# Greenfield Village Old Car Festival- Pictures



## santafe158 (Jul 14, 2010)

A few shots from the "Old Car Festival" at Greenfield Village today.

4-4-0 #1 "Edison" fresh from the shops (repaired dry pipe, started running again last weekend)









Some depot hacks at where else, but the depot


























The end of the day


----------



## sstlaure (Oct 12, 2010)

Neat pics. I love Greenfield Villiage. We're members and get there many times over the summer and always ride the old Forney.


----------



## santafe158 (Jul 14, 2010)

I go mainly for the trains 

Here's a video

http://www.youtube.com/watch?v=KVfzmPwzT2E


----------



## Big Ed (Jun 16, 2009)

santafe158 said:


> I go mainly for the trains
> 
> Here's a video
> 
> http://www.youtube.com/watch?v=KVfzmPwzT2E



I wish I had a whistle like that for the basement.
When the old (young) lady starts yelling whatever, I could just let off a blast of the whistle.

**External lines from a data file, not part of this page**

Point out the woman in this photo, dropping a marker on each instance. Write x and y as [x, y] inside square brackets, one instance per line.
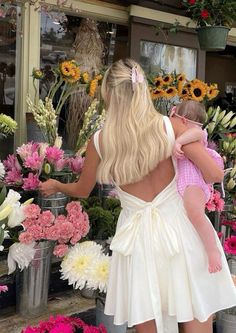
[159, 272]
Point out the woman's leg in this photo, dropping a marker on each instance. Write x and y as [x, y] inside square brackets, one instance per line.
[196, 326]
[194, 202]
[147, 327]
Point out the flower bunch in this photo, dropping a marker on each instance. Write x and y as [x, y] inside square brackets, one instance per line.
[43, 225]
[59, 324]
[65, 79]
[33, 162]
[8, 126]
[230, 245]
[86, 264]
[213, 13]
[219, 122]
[11, 213]
[215, 203]
[93, 120]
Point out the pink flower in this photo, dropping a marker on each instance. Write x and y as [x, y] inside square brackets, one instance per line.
[60, 250]
[32, 211]
[34, 161]
[31, 182]
[54, 154]
[25, 237]
[204, 14]
[73, 207]
[27, 150]
[46, 218]
[11, 163]
[3, 289]
[13, 177]
[230, 245]
[76, 164]
[60, 164]
[62, 328]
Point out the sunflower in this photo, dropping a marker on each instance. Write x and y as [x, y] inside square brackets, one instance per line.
[93, 87]
[171, 92]
[167, 79]
[198, 90]
[184, 94]
[85, 77]
[181, 77]
[66, 67]
[158, 82]
[157, 93]
[212, 91]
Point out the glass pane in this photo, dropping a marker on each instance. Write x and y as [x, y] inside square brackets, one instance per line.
[9, 33]
[157, 56]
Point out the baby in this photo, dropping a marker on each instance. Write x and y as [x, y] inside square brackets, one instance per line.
[190, 182]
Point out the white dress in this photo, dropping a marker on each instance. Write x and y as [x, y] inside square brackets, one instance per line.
[159, 266]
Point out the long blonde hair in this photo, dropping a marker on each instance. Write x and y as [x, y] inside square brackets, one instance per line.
[134, 140]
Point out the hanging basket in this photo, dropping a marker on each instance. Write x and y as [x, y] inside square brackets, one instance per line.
[212, 38]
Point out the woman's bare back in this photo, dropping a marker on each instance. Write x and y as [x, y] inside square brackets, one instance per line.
[152, 184]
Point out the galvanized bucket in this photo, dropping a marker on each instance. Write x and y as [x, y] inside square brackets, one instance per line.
[56, 203]
[32, 283]
[107, 321]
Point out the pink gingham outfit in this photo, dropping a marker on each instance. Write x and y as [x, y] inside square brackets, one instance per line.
[189, 174]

Some odd pieces parading down the road in your video.:thumbsup:

Thanks for sharing.


----------



## trainguru (Jun 28, 2011)

I agree on the whistle, but I'd use it, on anybody who has the nerve to invade my little pike world like Godzilla, or a trigger-happy UFO!!! In other news... I'd really love to have depot hacks, like that for the hotel in one of my towns. But automobiles are exuberently expensive. Can anybody help the poor model train guys out???


----------



## santafe158 (Jul 14, 2010)

big ed said:


> I wish I had a whistle like that for the basement.
> When the old (young) lady starts yelling whatever, I could just let off a blast of the whistle.
> 
> Some odd pieces parading down the road in your video.:thumbsup:
> ...


That whistle is awesome. I love going to the car show days. Because of all the people and the fact that it was getting dark, they really let it blow (they do it all day too). It's a lot of fun. I was on the last run of the Torch Lake for the day and the last run of the Edison (which by that time it was pretty dark out and the fireman was using a head lamp (flashlight with an elastic strap around his head) to watch out for animals and people when we were going through the woods and they really let the whistle blow back there.


----------



## tjcruiser (Jan 10, 2010)

What a fun looking event! Jammed packed with oldies and goodies!

TJ


----------